The 600-unit development, formerly known as Pumpkin Hill but renamed South Laurel Mutual Homes, was taken over by HUD in March when its original owners defaulted on their federal loans.
Sheila Newman, executive director of the county's Landlord-Tenant Commission, said in an order released yesterday that federal officials failed to act "within a reasonable time" to correct widespread deficiencies in the project that houses low-income tenants who receive subsidies to help pay their rent.
"HUD knew about the rodents and vacant apartments when they took over," Newman said in an interview. "They should have taken action to correct it. They didn't. They exacerbated the problems by letting them go."
An attorney for HUD said the department was satisfied with the order and pleased that the refunds were not extended to all tenants.
Infested by rats and roaches and with many vacant, heavily vandalized apartments, South Laurel was condemned by county housing inspectors last February and branded "a threat to human life" by County Executive Lawrence J. Hogan.

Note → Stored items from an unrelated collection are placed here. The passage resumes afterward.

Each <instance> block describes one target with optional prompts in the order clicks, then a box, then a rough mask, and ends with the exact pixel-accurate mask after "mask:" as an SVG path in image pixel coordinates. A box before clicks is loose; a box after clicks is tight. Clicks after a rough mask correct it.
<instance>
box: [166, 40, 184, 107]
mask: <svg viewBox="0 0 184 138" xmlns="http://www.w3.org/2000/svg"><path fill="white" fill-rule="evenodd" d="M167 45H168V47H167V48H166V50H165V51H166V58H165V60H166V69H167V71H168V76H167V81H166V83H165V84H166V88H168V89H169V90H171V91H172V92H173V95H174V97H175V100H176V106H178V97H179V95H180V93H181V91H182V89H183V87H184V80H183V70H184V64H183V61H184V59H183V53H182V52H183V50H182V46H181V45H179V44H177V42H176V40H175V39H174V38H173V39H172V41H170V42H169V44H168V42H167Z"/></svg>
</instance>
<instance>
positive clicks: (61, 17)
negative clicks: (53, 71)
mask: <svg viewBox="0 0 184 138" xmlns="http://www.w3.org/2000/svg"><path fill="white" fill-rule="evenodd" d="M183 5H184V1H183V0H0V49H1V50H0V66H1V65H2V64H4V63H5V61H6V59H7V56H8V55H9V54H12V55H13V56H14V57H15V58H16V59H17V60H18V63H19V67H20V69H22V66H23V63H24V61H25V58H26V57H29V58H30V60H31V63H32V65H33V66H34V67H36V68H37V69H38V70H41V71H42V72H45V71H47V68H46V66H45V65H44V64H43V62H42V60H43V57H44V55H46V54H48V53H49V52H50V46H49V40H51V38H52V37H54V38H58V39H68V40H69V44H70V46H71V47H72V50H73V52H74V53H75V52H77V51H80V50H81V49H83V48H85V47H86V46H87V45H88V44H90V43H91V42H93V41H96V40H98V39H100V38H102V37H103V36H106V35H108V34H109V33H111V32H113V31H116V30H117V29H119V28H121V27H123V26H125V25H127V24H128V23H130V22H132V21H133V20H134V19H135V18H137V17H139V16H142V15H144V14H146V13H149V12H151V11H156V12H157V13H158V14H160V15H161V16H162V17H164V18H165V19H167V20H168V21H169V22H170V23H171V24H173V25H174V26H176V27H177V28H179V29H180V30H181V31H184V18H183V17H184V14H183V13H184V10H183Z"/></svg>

Newman ordered HUD to refund 15 to 25 percent of the rents paid by 36 tenants for periods ranging from four months to a year.
She also directed that the tenants' future rent payments be discounted by 15 percent a month until the vermin are exterminated, or for a maximum of four months.
Newman's order came at the end of a long administrative process that began when more than 40 South Laurel tenants filed complaints with the Landlord-Tenant Commission in June.
They complained of housing violations ranging from apartments left vacant and open to rat infestation, flooding, missing doors, holes in apartment walls and defective wiring and safety equipment.
County housing officials inspected the apartments and compiled their own list of violations. HUD was given until Aug. 27 to make repairs.
Newman said the federal department generally has responded to the complaints of tenants and housing inspectors, but some violations continue and others took too long to correct.
Newman awarded refunds to tenants who lived in buildings with vacant and unsecured apartments between March and August, and to tenants whose apartments were infested with rodents. m
But only those tenants who officially complained to the commission were considered.
Maria Hill, the president of the South Laurel tenants' association, said yesterday she was "happy and excited" over the refund order.
"I didn't think we had a chance against HUD," she said. "I was beginning to think that all our work was not going to pay off."
Robert Ammons, the attorney who represented HUD before the Land-lord-Tenant Commission, said he also was satisfied with the order.
Ammons said that HUD acknowledged that tenants deserved refunds for "certain conditions" and had opposed only the appeals by tenants for an across-the-board refund for residents of the project.